Even though I have told the computer not to automatically restart on system crashes, there still is no blue screen, which makes me all warm and fuzzy inside, but keeps me from figuring out what the problem is. Do power switches ever go bad? I know they may quit working, but have you ever known of them to shut down the computer themselves? I am just trying to think of anything. I want to offer web-hosting service, but I must have a rock-solid machine which does not crash in order to do so.
Gag me with a spoon, I could shut the machine down, change the jumper, take out my 1GB 5670 Radeon card, and switch back from HDMI to VGA, then hook it onto the motherboard's onboard 8MB video. If it ran fine for a week or so, I think I could safely say the video card is the culprit. I don't want to do that because it would suck. My buddy said I should put it in a colo and vpn when I need to, but just let it sit there and run. I know this is a server, but I built it as a dual purpose machine. With this much money in it, I want to play with it too!
Here is the simple error that I get:
The system has rebooted without cleanly shutting down first. This error could be caused if the system stopped responding, crashed, or lost power unexpectedly.
Here is the more technical log (which I have put an X in the place of some numbers or letters)

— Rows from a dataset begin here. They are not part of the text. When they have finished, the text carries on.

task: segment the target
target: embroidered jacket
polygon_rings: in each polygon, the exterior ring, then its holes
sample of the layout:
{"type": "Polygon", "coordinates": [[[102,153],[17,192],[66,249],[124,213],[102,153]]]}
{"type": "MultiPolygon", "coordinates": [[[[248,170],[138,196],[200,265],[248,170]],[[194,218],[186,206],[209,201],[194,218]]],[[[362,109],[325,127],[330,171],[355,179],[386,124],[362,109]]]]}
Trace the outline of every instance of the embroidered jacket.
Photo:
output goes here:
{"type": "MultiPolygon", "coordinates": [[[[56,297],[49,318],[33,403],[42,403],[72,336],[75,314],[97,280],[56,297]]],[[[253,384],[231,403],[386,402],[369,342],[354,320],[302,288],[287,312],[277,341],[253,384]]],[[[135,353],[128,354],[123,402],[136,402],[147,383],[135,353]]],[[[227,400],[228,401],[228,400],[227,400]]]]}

- <Event xmlns="http://schemas.microsoft.com/win/2004/08/events/event">
- <System>
<Provider Name="Microsoft-Windows-Kernel-Power" Guid="{XXXXXXXX-XXXX-XXX-XXXX-XXXXXXXXXXXX}" />
<EventID>41</EventID>
<Version>2</Version>
<Level>1</Level>
<Task>63</Task>
<Opcode>0</Opcode>
<Keywords>0x8000000000000002</Keywords>
<TimeCreated SystemTime="2011-11-14T01:34:35.938850000Z" />
<EventRecordID>278807</EventRecordID>
<Correlation />
<Execution ProcessID="4" ThreadID="8" />
<Channel>System</Channel>
<Computer>XXXX</Computer>
<Security UserID="X-X-X-XX" />
</System>
- <EventData>
<Data Name="BugcheckCode">0</Data>
<Data Name="BugcheckParameter1">0x0</Data>
<Data Name="BugcheckParameter2">0x0</Data>
<Data Name="BugcheckParameter3">0x0</Data>
<Data Name="BugcheckParameter4">0x0</Data>
<Data Name="SleepInProgress">false</Data>
<Data Name="PowerButtonTimestamp">0</Data>
</EventData>
</Event>
Here is the friendly version:
- System
- Provider
[ Name] Microsoft-Windows-Kernel-Power
[ Guid] ="{XXXXXXXX-XXXX-XXX-XXXX-XXXXXXXXXXXX}
EventID 41
Version 2
Level 1
Task 63
Opcode 0
Keywords 0x8000000000000002
- TimeCreated
[ SystemTime] 2011-11-04T04:34:56.531651000Z
EventRecordID 267944
Correlation
- Execution
[ ProcessID] 4
[ ThreadID] 8
Channel System
Computer XXXX
- Security
[ UserID] X-X-X-XX
- EventData
BugcheckCode 0
BugcheckParameter1 0x0
BugcheckParameter2 0x0
BugcheckParameter3 0x0
BugcheckParameter4 0x0
SleepInProgress false
PowerButtonTimestamp 0
This is driving me nuts. The main reason I spent this type of money on this machine was to make it bulletproof, but my old P4 that I spent about a third the price on 5 years ago, when parts were expensive, has proven much more reliable in some cases. I know I should have started a new thread, but someone please help! I am at my wits end on this. It is not right to have over $5,000 in an Enterprise Server, and have all these problems.
I will be up to $6250 with a generator and a battery backup unit for my LSI 9260-4i controller, for everything. Let's not even start thinking about adding four more hard drives, and then we will be topping the $7K mark! What have I gotten myself into? Not bragging, but am seriously starting to wonder why I put so much money into this system.
I could enable Hibernation at 100%, and use a full sized Pagefile. I wonder if that would help. That would only waste 98 Gigabytes of hard drive space. That is 2GB less than my Boot, Page File and Crash Dump Partition (Where Windows is Located). My system reserved partition is a measly 100MB. I don't suppose that I can put the Hibernation and Pagefile files on a different partition, and expect it work properly. I am of the impression that they have to be on the root partition.